No sabía lo que pasaba, sentí una opresión en el pecho, como si quisiera gritar. Me recargué en la pared y comencé a llorar. Escondí la cara entre mis manos para tratar de ahogar los gritos, pero no funcionó. Un momento después, el hombre que más temprano me había saludado se acercó y me ayudó a enderezarme. Hizo lo posible por tranquilizarme y me acompañó hasta mi casa. No estaba muy lejos, debí haberme confundido en alguna esquina y por eso me perdí.

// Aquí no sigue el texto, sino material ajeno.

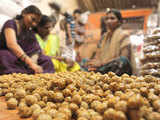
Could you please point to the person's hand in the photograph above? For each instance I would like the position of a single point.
(36, 68)
(69, 41)
(58, 58)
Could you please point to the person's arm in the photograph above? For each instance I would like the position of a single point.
(18, 51)
(69, 34)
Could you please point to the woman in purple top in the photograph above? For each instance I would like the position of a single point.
(19, 50)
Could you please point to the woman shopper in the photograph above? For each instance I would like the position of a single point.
(114, 53)
(19, 49)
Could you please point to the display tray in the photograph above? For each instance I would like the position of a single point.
(6, 114)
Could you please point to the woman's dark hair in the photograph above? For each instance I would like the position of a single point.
(77, 11)
(45, 19)
(116, 12)
(55, 6)
(30, 9)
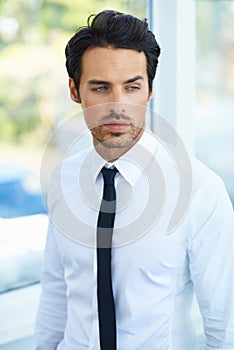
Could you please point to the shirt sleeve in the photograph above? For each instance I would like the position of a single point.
(211, 255)
(52, 310)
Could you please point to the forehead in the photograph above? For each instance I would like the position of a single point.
(99, 62)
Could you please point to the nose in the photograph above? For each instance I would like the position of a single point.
(117, 103)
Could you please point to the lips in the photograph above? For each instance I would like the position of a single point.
(116, 125)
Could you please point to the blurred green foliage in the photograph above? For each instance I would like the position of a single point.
(33, 35)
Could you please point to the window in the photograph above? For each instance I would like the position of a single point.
(214, 138)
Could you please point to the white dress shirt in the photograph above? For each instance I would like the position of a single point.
(155, 271)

Entramos y me dijo que tomara asiento en lo que él me ayudaba a contactar a María. Esta vez las cosas parecían estar en su sitio. El hombre entró a la cocina, anduvo husmeando un poco y luego comenzó a hablar por celular. Saludó a María y dijo que otra vez me había encontrado en la calle y que de nuevo había quemado algo de comida. Le dijo que estaba bien y que se quedaría conmigo hasta que ella llegara. Por último, antes de colgar, le recomendó algo de un doctor.  
Cuando María llegó noté la preocupación en su rostro. Me preguntó si me había pasado algo malo y le respondí que no. Le conté lo que ocurría, que desde hace algunas semanas sucedían cosas extrañas en la casa, le hablé incluso de los objetos que cobran vida después de ciertos años y los duendes. Ella me miró con compasión y me dijo que ahora que estaba conmigo, todo estaría bien.
El doctor con el que me llevó al día siguiente me recomendó escribir un diario y leerlo con frecuencia. Eso ayudaría a fortalecer mi memoria y a fijar mis recuerdos. Me ha ayudado un poco, ya no me pierdo cuando salgo ni dejo comida calentándose en la estufa hasta que solo queda carbón. Lo difícil viene a la hora de escribir. El diario parece ser la única cosa que continúa con vida propia y a la que tengo que perseguir por toda la casa. Por ello, más por cariño que por creencia, decidí llamarlo como al Tsukumogami del papel: Kyourinrin.